# Talking with a Repository - Understanding RAG

The purpose of this Project is be able to talk with your own repository. This notebook will try to define a pipeline to work with the documentation. The main steps will be:

- Prepare the environment
- Get the repository
- Do the Ingest step 
...


## Preparing the environment

These are the main libraries used for each step in the Pipeline:

`Get the repository`
- GitPython 

`Ingest step`
- LangChain to load the [directory](https://python.langchain.com/docs/modules/data_connection/document_loaders/file_directory)

## Get the git repository

In [10]:
# Import libraries

import os
from git import Repo

ModuleNotFoundError: No module named 'git'

Clone locally a repository from GitHub.

In [2]:
import shutil

# remove /repo directory if it exists using python
if os.path.exists("repo"):
    shutil.rmtree("repo")

repo_path = os.getcwd() + "/repo"
repo_url = "https://github.com/pablotoledo/the-mergementor.git"
Repo.clone_from(repo_url, repo_path)

repo = Repo(repo_path)
assert not repo.bare

# Move to the main branch
repo.git.checkout('main')

"Your branch is up to date with 'origin/main'."

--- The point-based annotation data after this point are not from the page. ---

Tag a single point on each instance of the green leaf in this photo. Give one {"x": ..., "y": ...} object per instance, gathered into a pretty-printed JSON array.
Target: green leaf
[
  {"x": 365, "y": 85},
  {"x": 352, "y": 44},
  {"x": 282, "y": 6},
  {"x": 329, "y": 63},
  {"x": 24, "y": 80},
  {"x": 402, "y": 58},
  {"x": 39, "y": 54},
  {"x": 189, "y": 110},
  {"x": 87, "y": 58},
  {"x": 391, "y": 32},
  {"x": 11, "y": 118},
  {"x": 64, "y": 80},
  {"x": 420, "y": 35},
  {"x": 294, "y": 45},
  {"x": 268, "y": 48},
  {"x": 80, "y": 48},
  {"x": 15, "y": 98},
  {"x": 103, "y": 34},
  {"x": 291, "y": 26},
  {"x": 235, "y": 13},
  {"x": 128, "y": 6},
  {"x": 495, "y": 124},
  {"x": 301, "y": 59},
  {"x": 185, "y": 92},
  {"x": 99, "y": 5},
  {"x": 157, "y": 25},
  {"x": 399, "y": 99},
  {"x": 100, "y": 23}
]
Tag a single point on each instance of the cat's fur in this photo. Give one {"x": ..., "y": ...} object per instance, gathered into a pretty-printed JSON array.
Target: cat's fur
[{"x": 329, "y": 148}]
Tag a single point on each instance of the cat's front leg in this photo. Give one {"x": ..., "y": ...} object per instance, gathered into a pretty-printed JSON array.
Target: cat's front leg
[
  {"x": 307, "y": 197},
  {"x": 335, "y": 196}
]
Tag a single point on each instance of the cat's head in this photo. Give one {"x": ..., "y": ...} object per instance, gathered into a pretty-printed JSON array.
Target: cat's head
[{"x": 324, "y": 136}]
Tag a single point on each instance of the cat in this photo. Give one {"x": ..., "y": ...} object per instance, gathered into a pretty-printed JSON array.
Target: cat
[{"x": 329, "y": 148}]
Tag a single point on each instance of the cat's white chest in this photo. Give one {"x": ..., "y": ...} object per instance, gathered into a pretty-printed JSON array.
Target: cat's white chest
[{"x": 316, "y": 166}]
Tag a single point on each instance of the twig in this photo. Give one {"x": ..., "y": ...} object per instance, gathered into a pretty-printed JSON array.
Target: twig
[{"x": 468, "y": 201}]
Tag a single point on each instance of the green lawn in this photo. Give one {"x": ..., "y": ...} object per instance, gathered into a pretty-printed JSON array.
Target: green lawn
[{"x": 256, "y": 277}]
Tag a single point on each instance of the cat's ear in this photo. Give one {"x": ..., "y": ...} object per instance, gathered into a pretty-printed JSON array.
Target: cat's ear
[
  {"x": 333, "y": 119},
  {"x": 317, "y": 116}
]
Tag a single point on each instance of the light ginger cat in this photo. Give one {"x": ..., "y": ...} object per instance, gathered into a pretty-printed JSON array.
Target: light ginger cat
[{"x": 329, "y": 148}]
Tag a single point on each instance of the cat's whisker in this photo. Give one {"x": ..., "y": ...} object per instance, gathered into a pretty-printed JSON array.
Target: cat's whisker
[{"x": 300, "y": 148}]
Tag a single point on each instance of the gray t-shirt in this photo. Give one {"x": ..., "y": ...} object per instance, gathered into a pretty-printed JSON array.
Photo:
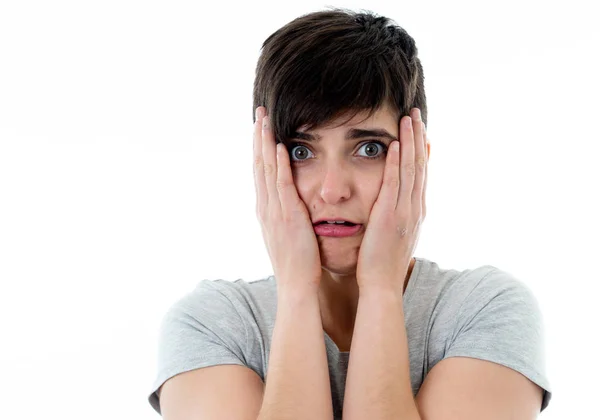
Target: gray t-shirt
[{"x": 483, "y": 313}]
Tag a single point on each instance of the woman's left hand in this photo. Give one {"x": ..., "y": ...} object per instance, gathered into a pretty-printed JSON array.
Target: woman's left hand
[{"x": 393, "y": 229}]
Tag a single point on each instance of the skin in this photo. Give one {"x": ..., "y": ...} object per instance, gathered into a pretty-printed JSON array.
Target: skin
[{"x": 333, "y": 177}]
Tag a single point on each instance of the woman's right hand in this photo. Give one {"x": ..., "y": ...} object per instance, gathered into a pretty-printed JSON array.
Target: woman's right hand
[{"x": 286, "y": 225}]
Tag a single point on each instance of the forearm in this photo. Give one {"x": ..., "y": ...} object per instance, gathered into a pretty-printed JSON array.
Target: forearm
[
  {"x": 297, "y": 382},
  {"x": 378, "y": 383}
]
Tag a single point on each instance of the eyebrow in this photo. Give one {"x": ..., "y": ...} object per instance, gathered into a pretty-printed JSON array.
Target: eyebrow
[{"x": 352, "y": 134}]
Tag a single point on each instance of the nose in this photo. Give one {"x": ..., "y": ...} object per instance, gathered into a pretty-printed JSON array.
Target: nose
[{"x": 336, "y": 184}]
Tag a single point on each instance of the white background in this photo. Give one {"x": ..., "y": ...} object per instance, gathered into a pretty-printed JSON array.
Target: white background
[{"x": 126, "y": 178}]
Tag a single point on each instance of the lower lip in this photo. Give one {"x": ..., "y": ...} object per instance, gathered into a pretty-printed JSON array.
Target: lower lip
[{"x": 336, "y": 231}]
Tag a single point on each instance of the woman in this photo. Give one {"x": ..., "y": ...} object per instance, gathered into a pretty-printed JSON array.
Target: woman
[{"x": 351, "y": 321}]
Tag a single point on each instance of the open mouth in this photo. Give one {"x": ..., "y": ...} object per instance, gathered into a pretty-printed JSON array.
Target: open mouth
[{"x": 336, "y": 224}]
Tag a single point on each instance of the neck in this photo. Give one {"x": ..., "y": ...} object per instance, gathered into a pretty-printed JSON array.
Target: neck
[{"x": 338, "y": 299}]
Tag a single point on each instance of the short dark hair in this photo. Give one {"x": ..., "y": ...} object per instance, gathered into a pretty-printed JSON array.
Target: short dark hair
[{"x": 324, "y": 64}]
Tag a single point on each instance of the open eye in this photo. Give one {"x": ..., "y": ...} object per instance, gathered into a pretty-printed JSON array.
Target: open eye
[
  {"x": 371, "y": 149},
  {"x": 300, "y": 152}
]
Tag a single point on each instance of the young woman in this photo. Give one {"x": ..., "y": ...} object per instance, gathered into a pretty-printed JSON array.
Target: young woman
[{"x": 351, "y": 321}]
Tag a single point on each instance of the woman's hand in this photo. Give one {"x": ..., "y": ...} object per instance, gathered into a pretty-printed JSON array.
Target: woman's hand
[
  {"x": 393, "y": 229},
  {"x": 286, "y": 225}
]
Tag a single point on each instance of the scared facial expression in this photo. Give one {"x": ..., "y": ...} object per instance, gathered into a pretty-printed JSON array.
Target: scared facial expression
[{"x": 338, "y": 172}]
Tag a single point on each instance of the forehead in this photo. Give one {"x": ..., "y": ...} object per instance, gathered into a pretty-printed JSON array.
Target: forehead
[{"x": 384, "y": 116}]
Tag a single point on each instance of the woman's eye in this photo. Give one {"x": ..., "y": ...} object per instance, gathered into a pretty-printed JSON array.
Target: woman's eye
[
  {"x": 300, "y": 152},
  {"x": 371, "y": 150}
]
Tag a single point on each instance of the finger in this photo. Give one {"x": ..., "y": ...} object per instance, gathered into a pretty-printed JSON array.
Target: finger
[
  {"x": 407, "y": 163},
  {"x": 426, "y": 171},
  {"x": 269, "y": 156},
  {"x": 417, "y": 193},
  {"x": 388, "y": 195},
  {"x": 259, "y": 175},
  {"x": 288, "y": 195}
]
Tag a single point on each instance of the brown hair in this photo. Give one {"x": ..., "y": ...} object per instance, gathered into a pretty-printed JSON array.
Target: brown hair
[{"x": 325, "y": 64}]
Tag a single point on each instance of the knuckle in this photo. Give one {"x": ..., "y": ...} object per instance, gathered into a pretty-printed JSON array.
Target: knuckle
[
  {"x": 409, "y": 169},
  {"x": 393, "y": 182},
  {"x": 268, "y": 168},
  {"x": 281, "y": 185}
]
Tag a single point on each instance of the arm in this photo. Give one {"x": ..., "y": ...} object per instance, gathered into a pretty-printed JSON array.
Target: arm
[
  {"x": 378, "y": 381},
  {"x": 297, "y": 382}
]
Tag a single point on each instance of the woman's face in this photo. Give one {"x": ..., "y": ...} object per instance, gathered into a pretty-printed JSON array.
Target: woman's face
[{"x": 340, "y": 178}]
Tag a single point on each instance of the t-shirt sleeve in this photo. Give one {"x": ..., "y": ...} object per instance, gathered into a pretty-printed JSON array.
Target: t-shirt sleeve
[
  {"x": 500, "y": 321},
  {"x": 201, "y": 329}
]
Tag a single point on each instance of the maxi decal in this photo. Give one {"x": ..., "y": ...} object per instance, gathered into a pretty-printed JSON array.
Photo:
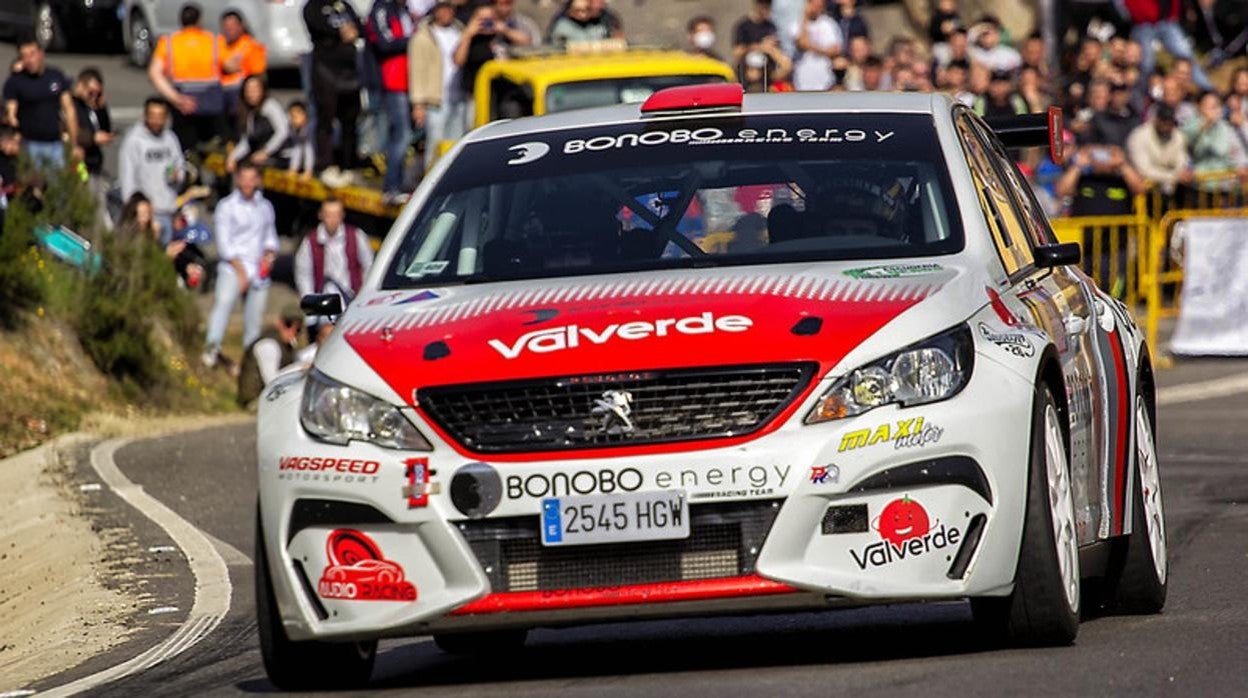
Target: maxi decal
[
  {"x": 906, "y": 532},
  {"x": 907, "y": 433},
  {"x": 357, "y": 571},
  {"x": 1014, "y": 342},
  {"x": 736, "y": 481}
]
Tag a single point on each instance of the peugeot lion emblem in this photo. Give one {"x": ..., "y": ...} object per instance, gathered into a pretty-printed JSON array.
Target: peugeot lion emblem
[{"x": 614, "y": 407}]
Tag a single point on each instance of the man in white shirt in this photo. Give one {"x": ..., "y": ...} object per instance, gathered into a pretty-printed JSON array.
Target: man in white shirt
[
  {"x": 819, "y": 40},
  {"x": 335, "y": 257},
  {"x": 987, "y": 49},
  {"x": 246, "y": 235}
]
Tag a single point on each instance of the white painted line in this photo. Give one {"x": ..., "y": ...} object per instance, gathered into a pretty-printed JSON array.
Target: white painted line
[
  {"x": 1203, "y": 390},
  {"x": 212, "y": 589}
]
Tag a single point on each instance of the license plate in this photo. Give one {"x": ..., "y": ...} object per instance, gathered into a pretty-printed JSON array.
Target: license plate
[{"x": 614, "y": 518}]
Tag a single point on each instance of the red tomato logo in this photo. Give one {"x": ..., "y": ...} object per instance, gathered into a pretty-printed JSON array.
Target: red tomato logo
[{"x": 902, "y": 520}]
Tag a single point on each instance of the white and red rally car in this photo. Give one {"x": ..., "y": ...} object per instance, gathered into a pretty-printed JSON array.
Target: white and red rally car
[{"x": 710, "y": 355}]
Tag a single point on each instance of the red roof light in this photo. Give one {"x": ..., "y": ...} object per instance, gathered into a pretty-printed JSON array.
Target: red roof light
[{"x": 695, "y": 96}]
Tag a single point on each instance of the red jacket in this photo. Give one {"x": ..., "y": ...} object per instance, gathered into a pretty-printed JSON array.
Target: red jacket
[
  {"x": 1150, "y": 11},
  {"x": 388, "y": 30}
]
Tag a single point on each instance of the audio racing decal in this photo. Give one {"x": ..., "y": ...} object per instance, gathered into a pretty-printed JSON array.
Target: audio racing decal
[
  {"x": 357, "y": 571},
  {"x": 905, "y": 433},
  {"x": 702, "y": 482},
  {"x": 1014, "y": 342},
  {"x": 572, "y": 336},
  {"x": 906, "y": 532}
]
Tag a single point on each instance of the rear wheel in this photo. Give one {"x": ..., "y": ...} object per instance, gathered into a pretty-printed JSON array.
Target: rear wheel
[
  {"x": 307, "y": 664},
  {"x": 1137, "y": 584},
  {"x": 1043, "y": 608},
  {"x": 481, "y": 643}
]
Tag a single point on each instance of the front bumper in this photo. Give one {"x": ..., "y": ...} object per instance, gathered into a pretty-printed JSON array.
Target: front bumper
[{"x": 917, "y": 503}]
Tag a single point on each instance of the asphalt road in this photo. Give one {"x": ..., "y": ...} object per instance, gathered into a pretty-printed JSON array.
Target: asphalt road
[{"x": 1194, "y": 647}]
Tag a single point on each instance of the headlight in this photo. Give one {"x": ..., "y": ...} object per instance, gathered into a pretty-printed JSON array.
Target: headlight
[
  {"x": 337, "y": 413},
  {"x": 930, "y": 371}
]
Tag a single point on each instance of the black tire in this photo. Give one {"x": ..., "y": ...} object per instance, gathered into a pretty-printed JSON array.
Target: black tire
[
  {"x": 141, "y": 40},
  {"x": 1133, "y": 583},
  {"x": 481, "y": 643},
  {"x": 48, "y": 28},
  {"x": 293, "y": 666},
  {"x": 1037, "y": 612}
]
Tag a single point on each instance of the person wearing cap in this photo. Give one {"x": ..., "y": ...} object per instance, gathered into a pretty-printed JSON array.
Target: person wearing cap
[
  {"x": 265, "y": 357},
  {"x": 1158, "y": 150},
  {"x": 986, "y": 46},
  {"x": 1113, "y": 124},
  {"x": 1001, "y": 99}
]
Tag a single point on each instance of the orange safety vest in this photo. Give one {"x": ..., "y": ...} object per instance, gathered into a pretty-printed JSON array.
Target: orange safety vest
[
  {"x": 191, "y": 55},
  {"x": 255, "y": 60}
]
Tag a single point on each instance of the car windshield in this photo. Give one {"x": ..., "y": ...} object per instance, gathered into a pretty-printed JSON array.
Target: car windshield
[
  {"x": 620, "y": 90},
  {"x": 680, "y": 194}
]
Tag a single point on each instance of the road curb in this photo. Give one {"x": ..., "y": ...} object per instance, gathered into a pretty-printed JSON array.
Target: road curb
[{"x": 212, "y": 587}]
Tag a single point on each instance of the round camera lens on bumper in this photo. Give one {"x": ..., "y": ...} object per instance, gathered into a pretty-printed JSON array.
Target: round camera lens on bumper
[{"x": 476, "y": 490}]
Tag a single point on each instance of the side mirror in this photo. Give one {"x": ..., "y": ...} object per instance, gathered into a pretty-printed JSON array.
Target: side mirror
[
  {"x": 1061, "y": 254},
  {"x": 321, "y": 305}
]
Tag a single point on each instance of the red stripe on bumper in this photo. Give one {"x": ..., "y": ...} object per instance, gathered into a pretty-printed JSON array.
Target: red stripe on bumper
[{"x": 662, "y": 592}]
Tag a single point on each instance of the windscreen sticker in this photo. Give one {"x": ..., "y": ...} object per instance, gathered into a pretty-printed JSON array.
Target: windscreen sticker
[
  {"x": 710, "y": 136},
  {"x": 426, "y": 269},
  {"x": 891, "y": 271}
]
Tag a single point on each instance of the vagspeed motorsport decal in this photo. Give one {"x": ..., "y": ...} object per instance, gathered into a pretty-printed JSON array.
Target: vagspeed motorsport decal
[{"x": 570, "y": 336}]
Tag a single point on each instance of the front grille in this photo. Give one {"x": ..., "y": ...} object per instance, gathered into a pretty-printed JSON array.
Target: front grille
[
  {"x": 724, "y": 541},
  {"x": 618, "y": 410}
]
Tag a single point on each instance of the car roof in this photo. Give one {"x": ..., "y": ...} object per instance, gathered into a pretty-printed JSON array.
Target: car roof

Read all files in the repository.

In [3]:
file_contents = []
for subdir, dirs, files in os.walk(repo_path):
    for file in files:
        filepath = subdir + os.sep + file

        if filepath.endswith((".py", ".md", ".txt")):
            with open(filepath, 'r', encoding='utf-8') as f:
                # Guarda una tupla de (ruta del archivo, contenido del archivo)
                file_contents.append((filepath, f.read()))

# Embeddings

Embeddings are a way to represent words in a vector space. The idea is to represent words in a way that similar words are close to each other in the vector space. This is useful for many NLP tasks, such as sentiment analysis, text classification, and machine translation.

In [8]:
from transformers import AutoTokenizer, AutoModel
import torch

tokenizer = AutoTokenizer.from_pretrained("microsoft/graphcodebert-base")
model = AutoModel.from_pretrained("microsoft/graphcodebert-base")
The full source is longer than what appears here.